PP: There are so many great things coming up, not only astronomically. One of the things that I’m really looking forward to is the month of February. We’re going to have a couple of different rovers, orbiters, that are going to get to Mars. I think it’s an amazing thing that we as humans are, even during this very hard year, able to launch these things and send them up back into space.

Other than that, I think one of the things that I’m particularly looking forward to in terms of the night sky is the meteor showers. Generally, I look at the ones in August, such as the Persoid meteor shower. I missed out this year because of the pandemic I couldn’t go anywhere, but those are one of the ones that here in the northern hemisphere are pretty famous because of the fact that they happen in the summer and allow people to go and look at the night sky and actually trace a lot of these meteors that come through.

?!: How can we learn more about astronomy?

PP: One of my favourite places in Canada is the Royal Astronomical Society of Canada. These are amazing amateur astronomers who know the sky inside out.

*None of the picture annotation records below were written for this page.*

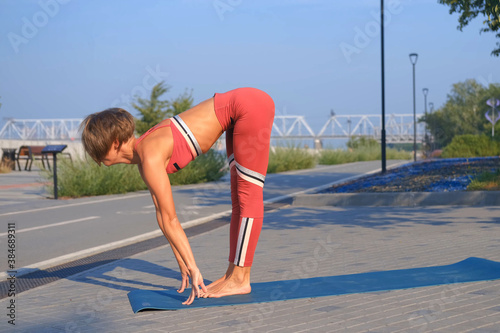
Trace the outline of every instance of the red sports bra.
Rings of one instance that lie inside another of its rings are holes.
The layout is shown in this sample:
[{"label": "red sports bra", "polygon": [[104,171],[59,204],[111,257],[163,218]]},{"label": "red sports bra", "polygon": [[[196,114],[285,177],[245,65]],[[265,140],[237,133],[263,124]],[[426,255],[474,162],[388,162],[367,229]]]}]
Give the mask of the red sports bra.
[{"label": "red sports bra", "polygon": [[167,173],[175,173],[179,171],[180,169],[188,165],[189,162],[194,160],[197,156],[200,156],[202,154],[198,141],[194,137],[189,127],[187,127],[186,123],[181,119],[181,117],[177,115],[173,118],[170,118],[169,124],[156,125],[154,127],[151,127],[135,142],[135,148],[137,149],[137,145],[139,144],[139,142],[141,142],[146,136],[153,133],[157,129],[170,127],[171,124],[174,125],[171,126],[173,149],[172,156],[170,157],[170,161],[167,165]]}]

There are also observatories that have programs where you can go in and check out different telescopes.

?!: Is there anything else you’d like to add?

PP: It was a very great year for research in terms of astronomy because a lot of people are calling it the Year of Black Holes. The Nobel Prize went to the researchers studying black holes. Two of them were awarded the prize to detect a black hole at the centre of the galaxy, but also to a researcher who basically helped Stephen Hawking to help establish the fact that black holes exist. That is a big thing. As a researcher I absolutely love to see that we’re still coming up with new things and we’re detecting new things and the fact that the black holes were celebrated at the Nobel this year is also very historic.